Student achievement test

The Computerized Achievement Levels Test is a student achievement test, and is more commonly referred to as the Northwest Achievement Levels Test (NALT), the paper version of the test.

According to McGraw-Hill, the publisher of the CAT, CAT/5 tests accurately measure achievement in reading, language, spelling, mathematics, study skills, science, and social studies. CAT/5 reports are available in many formats for different target audiences. By presenting relevant, accurate results in a variety of ways, reports can assist teachers with instructional planning, indicate curricula directions for administrators, and help parents understand areas where children are academically strong and where added attention may be necessary.

Additionally, the publisher says test content represents different cultures and covers a broad range of subjects, appealing to all students.

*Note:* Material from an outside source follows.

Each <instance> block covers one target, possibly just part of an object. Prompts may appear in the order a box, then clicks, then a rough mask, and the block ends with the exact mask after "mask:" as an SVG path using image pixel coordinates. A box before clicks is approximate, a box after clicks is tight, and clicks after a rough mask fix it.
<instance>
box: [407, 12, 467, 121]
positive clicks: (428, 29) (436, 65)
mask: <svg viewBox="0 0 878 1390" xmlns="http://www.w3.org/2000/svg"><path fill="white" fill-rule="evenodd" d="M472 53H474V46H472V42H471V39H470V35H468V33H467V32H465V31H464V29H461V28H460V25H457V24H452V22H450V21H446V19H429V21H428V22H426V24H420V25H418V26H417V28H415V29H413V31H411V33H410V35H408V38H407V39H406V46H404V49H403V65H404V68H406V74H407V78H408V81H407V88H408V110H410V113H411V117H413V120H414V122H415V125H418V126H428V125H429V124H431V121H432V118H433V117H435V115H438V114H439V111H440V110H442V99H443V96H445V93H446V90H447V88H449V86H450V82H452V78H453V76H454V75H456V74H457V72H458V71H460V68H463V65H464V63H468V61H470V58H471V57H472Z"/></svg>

According to Frontline (PBS), although many believe that tests are the best or only indicator of student performance, it is important to remember that there are other indicators of a child's knowledge and skill levels. Moreover, achievement tests are sometimes used to measure or evaluate aspects of education for which they are not designed, including how well a school is educating its students. Despite what some see as problems and controversies, tests are very successful in measuring the things they are designed to measure. There are, however, many skills and attributes tests do not measure. For example, standardized tests do not measure a child's motivation to understand new material and perform well in school. They also will not measure a child's creativity or curiosity, nor the ability to cooperate in a group, challenge assumptions, or complete in-depth projects. None of these characteristics is tested, yet they are all essential skills for further education, workplace preparation, and life in general. It is important to remember that performance on standardized tests is not a complete indication of the full range of a child's academic abilities.